Read more at CBS News: Stuck with a big medical bill? Here’s how to pay it off.
Thanks for an excellent article.
My own preference would have hospitals funded by government,, no different than the fire department or the police deparatment………at least for emergency care. On this one issue, I do not think that free enterprise can solve it.
However, doing so would put hundreds of billions of dollars onto the government’s books, so it will not happen all at once.
The Affordable Care Act chipped away a little on this problem, in its typically timid way. I forget the exact details, but what I remember is that non-profit hospitals had to give their insurance-company rates to patients with no insurance and low incomes. Not all hospitals have even complied, and no one is enforcing.
One point to remember is that in general, Americans do not like to negotiate all the prices in their daily life. We are used to the Walmart approach, where every single price is posted and no one has to haggle at the cash register.

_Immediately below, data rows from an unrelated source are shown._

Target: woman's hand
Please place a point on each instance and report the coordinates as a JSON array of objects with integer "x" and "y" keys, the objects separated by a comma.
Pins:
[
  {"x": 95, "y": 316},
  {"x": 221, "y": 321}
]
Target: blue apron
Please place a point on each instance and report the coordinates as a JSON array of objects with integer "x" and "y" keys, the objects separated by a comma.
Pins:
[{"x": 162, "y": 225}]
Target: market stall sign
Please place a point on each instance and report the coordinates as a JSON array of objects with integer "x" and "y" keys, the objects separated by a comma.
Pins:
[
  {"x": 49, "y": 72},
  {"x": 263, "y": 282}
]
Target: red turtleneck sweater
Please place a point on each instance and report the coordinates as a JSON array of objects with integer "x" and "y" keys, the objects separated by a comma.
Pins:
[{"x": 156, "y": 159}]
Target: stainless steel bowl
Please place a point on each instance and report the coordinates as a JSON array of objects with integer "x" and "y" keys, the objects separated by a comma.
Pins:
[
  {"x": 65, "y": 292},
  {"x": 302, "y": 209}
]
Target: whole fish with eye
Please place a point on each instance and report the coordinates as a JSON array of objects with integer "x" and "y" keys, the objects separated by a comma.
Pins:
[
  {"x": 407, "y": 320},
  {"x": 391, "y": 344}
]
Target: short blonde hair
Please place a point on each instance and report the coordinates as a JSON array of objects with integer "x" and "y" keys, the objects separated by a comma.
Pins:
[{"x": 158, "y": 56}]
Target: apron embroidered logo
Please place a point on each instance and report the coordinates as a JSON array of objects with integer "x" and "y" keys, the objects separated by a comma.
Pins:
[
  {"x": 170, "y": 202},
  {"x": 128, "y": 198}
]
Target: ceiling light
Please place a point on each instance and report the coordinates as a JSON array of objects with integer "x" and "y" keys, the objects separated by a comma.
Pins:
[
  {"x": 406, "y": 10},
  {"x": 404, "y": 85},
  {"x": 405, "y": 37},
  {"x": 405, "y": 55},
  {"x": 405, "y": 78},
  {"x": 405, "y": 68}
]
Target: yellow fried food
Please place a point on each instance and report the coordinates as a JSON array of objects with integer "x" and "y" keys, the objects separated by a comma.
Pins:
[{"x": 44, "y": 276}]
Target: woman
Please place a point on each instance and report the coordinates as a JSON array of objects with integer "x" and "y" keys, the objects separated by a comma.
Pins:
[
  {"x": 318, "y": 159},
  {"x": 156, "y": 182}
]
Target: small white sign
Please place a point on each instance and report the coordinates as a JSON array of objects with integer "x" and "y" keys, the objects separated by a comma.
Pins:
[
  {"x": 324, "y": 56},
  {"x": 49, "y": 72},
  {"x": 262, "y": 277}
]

A friend of mine moved to Israel, and was appalled at how much haggling he had to do in daily life. The electrician’s rates, etc., were up for grabs on every job.
The idea that a person in a medical emergency should have to negotiate prices is and always has been repulsive to me.
I grant that not every patient in a hospital is undergoing an emergency. My own viewpoint may be colored by my own history. I have undergone 3 major surgeries in the last decade. I sure as heck did not meet many fellow patients who were in the hospital for discretionary care.